Joe "Mac" McBeth (James LeGros) and his wife Pat (Maura Tierney) labor endlessly in a rundown burger joint owned by Norm Duncan (James Rebhorn). Duncan's is a greasy spoon where "the fowl is fowl and the fare is fair," according to three hippies (Andy Dick, Amy Smart, Timothy "Speed" Levitch) who will guide McBeth on his murderous path to riches with the help of a Magic Eight Ball. In McBeth's way is Doug McKenna (Josh Pais), who manages the joint and fills his pockets with profits skimmed out of the register. When "Mac" is tipped to the rip-off by friend and coworker Tony Banconi (Kevin Corrigan), the married would be marauders get the skimmer fired, the better to take control of the operation.
Nope. Duncan's got two sons, a would be rocker named Malcolm (Tom Guiry) and the closeted Donald (Geoff Dunsworth) -- this film is anything but politically correct and that goes double for the mouth on Maura Tierney. If four letter words offend, stay thee away from the theater. Duncan wants his eldest to manage and inherit the joint. Mac is named "assistant," which pisses off Lady Mac. Plan B is hatched: Kill Duncan, making it look like a robbery, and buy the store from the kidlets who could care less. Renamed McBeth's a featuring the first drive thru window ever seen in the town, the place is a runaway success.
All this scheming is set to a soundtrack consisting of almost every hit Bad Company and the Marshall Tucker Band ever had. Totally whack and totally funny, with Duncan murdered in such a twisted and unintentional way that we'll never look at fast food the same way again.
What we've described is nothing compared to what happens when police detective Ernie McDuff (Christopher Walken) is imported to aid the local police force. Considering that the principal member of said force (John Cariani) is an idiot, it doesn't take much to help out.
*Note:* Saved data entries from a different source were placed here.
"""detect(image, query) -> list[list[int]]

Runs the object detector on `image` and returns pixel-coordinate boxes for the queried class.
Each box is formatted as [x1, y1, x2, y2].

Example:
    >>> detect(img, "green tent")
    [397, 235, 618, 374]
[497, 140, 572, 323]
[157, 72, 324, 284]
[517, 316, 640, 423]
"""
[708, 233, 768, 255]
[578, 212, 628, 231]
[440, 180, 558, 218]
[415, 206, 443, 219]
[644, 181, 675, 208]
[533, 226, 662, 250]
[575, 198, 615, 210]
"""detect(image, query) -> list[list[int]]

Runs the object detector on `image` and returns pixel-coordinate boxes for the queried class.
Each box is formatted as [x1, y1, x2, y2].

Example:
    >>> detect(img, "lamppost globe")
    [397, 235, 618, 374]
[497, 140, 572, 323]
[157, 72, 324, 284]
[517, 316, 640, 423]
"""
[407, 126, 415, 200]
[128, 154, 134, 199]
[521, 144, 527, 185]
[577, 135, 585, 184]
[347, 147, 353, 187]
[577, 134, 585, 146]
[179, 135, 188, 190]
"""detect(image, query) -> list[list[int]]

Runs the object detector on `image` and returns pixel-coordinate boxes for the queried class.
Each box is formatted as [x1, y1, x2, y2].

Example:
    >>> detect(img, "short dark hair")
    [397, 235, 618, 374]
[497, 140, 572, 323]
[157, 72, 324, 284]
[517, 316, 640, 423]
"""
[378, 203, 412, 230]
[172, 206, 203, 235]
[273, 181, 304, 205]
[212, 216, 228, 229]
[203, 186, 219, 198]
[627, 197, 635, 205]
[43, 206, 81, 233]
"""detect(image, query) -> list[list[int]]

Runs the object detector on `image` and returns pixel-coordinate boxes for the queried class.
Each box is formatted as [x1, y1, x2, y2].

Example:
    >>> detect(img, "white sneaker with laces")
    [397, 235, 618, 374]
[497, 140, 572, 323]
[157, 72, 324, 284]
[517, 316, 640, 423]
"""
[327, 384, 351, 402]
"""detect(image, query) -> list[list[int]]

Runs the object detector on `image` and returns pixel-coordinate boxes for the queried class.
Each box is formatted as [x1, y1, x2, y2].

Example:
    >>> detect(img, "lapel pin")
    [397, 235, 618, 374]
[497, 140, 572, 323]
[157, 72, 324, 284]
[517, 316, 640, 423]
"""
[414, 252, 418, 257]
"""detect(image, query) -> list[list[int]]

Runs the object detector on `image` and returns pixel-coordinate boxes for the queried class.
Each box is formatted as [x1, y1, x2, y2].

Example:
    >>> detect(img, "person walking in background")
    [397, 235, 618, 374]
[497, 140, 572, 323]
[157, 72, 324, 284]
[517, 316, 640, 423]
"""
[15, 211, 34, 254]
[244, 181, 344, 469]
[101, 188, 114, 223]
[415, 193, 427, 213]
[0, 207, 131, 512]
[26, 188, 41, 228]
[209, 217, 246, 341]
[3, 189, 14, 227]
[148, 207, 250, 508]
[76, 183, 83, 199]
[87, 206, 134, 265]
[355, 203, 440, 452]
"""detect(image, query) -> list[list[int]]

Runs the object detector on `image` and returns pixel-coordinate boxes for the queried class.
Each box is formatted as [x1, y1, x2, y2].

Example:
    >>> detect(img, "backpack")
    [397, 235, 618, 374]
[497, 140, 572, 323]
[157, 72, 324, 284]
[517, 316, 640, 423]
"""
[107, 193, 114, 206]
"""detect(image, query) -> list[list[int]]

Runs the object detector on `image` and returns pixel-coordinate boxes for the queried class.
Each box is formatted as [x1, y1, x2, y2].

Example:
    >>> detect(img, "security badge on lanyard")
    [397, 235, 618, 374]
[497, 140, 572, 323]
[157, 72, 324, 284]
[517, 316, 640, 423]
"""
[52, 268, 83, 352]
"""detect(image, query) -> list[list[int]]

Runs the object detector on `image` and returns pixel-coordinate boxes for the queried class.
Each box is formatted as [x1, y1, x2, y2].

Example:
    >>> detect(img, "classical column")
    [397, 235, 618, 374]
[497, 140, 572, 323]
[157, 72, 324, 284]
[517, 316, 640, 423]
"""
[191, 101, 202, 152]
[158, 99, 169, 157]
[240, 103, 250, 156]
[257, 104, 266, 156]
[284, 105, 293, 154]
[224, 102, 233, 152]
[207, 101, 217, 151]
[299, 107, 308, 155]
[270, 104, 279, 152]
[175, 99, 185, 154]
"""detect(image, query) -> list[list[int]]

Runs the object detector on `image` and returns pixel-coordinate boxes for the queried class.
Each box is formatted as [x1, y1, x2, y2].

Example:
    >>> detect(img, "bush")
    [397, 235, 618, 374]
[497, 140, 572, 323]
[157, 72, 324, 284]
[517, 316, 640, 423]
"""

Walken's dry, stone faced humor is so appropriate for a cop that his performance alone justifies paying the ticket price.
The only problem is that, as with all of the Bard's classics, things get real bloody at the end. How this comedy shifts to a story rife with rampant insanity and paranoia is the sole bump in the road. If you are familiar with the original you'll be able to follow most of it. If you're not -- it has always been the position of this site that you shouldn't have to know the Source Material -- things get rocky. Thankfully the truly gory stuff is kept off screen or is suggested and not shown.
Truth is, we didn't expect a lot out of this film but we were very surprised at how much we liked it. Despite the low budget look, Scotland PA is a lot more fun than the average indieflick and much cleverer than some high budgeted major-studio trash we can think of.
On average, a first run movie ticket will run you Nine Bucks. Were Cranky able to set his own price to Scotland, PA, he would have paid . . .
If you're of the opinion that your own sense of humor is definitely off-kilter, hunt this one down on the indie circuit.